Ciudad de México, 6 de abril de 2026. (Especial para la Revista FUTURO). — La Arquidiócesis Primada de México hizo un llamado a políticos, líderes sociales y ciudadanos a transformar el sentido de la Pascua en acciones concretas orientadas a la paz, la justicia y la cercanía con los sectores más vulnerables del país.
A través de su editorial titulado “Que la Resurrección de Cristo no se quede en el templo”, publicado en el semanario Desde la Fe, la Iglesia católica subrayó que los discursos y las promesas resultan insuficientes frente a la realidad social actual, insistiendo en que la prioridad debe ser escuchar a quienes padecen dolor, incertidumbre y exclusión.
En el documento, se plantea que la Pascua simboliza la posibilidad de renovación y esperanza, incluso en contextos adversos. “Cristo ha resucitado” —señala el texto— es una expresión que puede traducirse en acciones cotidianas, al recordar que ni la violencia, ni el miedo, ni el sufrimiento tienen la última palabra.
El editorial pone especial énfasis en diversos sectores que enfrentan condiciones críticas, como familias de personas desaparecidas, víctimas de la violencia, enfermos con diagnósticos inciertos, migrantes, adultos mayores en situación de soledad, jóvenes sin perspectivas claras y personas que atraviesan crisis emocionales profundas.
Ante este panorama, la Arquidiócesis sostuvo que la escucha activa debe realizarse sin prejuicios ni filtros ideológicos, con el objetivo de comprender las necesidades reales de la población y ofrecer respuestas efectivas. Asimismo, instó a quienes tienen responsabilidades públicas a “restaurar lo que ha sido roto” y a acompañar a los más vulnerables en sus procesos de recuperación.
El mensaje también se dirigió a los fieles laicos, a quienes exhortó a asumirse como promotores de paz, fomentando la unidad social, construyendo puentes de diálogo y defendiendo la dignidad de quienes carecen de voz en el espacio público.

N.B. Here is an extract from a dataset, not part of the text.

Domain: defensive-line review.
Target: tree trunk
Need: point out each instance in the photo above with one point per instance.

Finalmente, la publicación enfatizó que el sentido de la Pascua debe trascender el ámbito religioso y trasladarse a la vida cotidiana, incluso para quienes no se identifican con la fe. En ese sentido, destacó valores universales como la solidaridad, la justicia y la resiliencia como ejes para enfrentar los desafíos sociales actuales.
Con este posicionamiento, la Iglesia católica en México trasladó el significado espiritual de la Pascua al terreno social, reiterando la urgencia de atender a los sectores más afectados mediante acciones concretas y una mayor sensibilidad en la vida pública.